Claude Harnesses¶

A curated collection of hooks, skills, MCP recipes, slash commands, and subagents for long-running, safe, high-quality Claude Code-driven development.

Claude Code should not be expected to succeed by intelligence alone. This repository provides the durable scaffolding around it: deterministic guardrails, resumable task memory, and reusable workflows for the work that comes up over and over (review, TDD, CI fix, security review, refactor, release check).

What it ships¶

8 plugin packs (safety, verification, review, tdd, pr-guardian, long-running, mcp, full) — installable in one command via Claude Code's plugin marketplace.
15 skills with universal SKILL.md frontmatter — installable individually via gh skill install or npx skills add.
13 hooks wired into PreToolUse / PostToolUse / Stop / SessionStart / SessionEnd events.
Curated .mcp.json recipes for GitHub, Playwright, Context7, Serena, Sequential-Thinking, and Sentry.
Settings presets (strict / default / experimental) and CLAUDE.md templates (strict / frontend / library / nextjs).
A task ledger pattern for sessions that span multiple compactions or runs.
A skill evaluation harness (empirical-prompt-tuning + evals/ + CI quality gate) that keeps every skill held to a frozen requirements checklist before merge.

Four ways to install¶

See Installation for the full guide. The short version:

# 1) Plugin marketplace (one command, full pack)
claude /plugin marketplace add s-hiraoku/claude-harnesses
claude /plugin install full@claude-harnesses

# 2) gh skill install (single skill)
gh skill install s-hiraoku/claude-harnesses tdd --scope project

# 3) npx skills add (single skill or all)
npx skills add s-hiraoku/claude-harnesses --skill review

# 4) scripts/install.sh (selective copy)
bash scripts/install.sh --target /path --pack pr-guardian --pack safety

Why harnesses?¶

Long-running agent work fails when context drifts, verification is skipped, safety rules are vague, or project conventions live only in chat history. Harnesses move the important parts into durable files and deterministic checks.

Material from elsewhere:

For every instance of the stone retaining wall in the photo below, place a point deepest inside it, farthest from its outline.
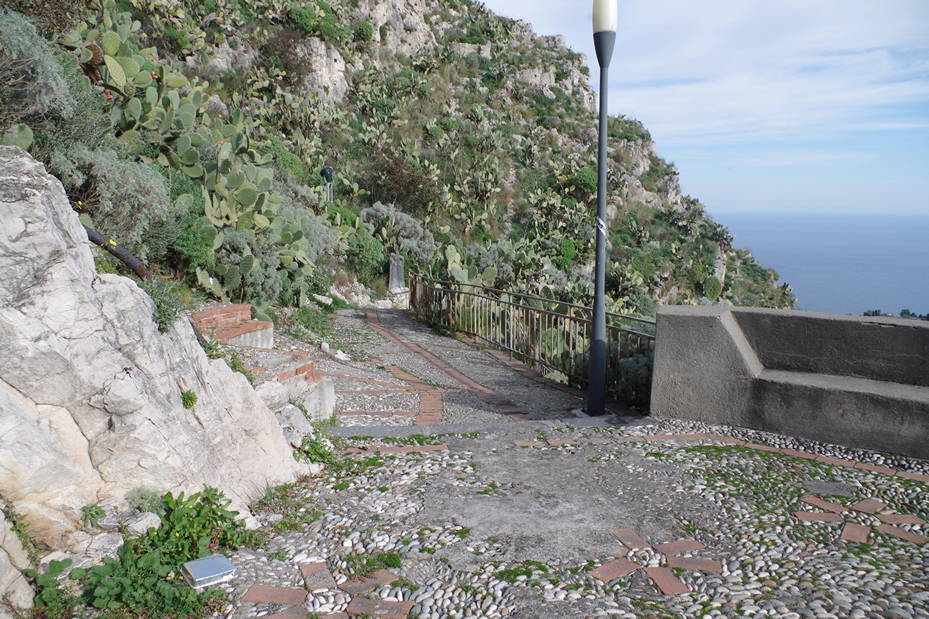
(850, 380)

Keeping skill quality high¶

Skills are prompts, and the author of a prompt cannot judge its quality. Every skill in this repository goes through an empirical evaluation loop — fresh subagents execute the skill against frozen scenarios, results are scored two-sidedly, and the skill is iterated until improvements plateau. A CI gate enforces a recent passing run before any skill change merges.

See Skill Evaluation for the practical how-to, and the empirical-prompt-tuning skill for the method itself.

Sister project¶

This repository is a sister project to codex-harnesses, translated and re-engineered for Claude Code's native primitives (plugins, hooks, skills, agents, slash commands, MCP).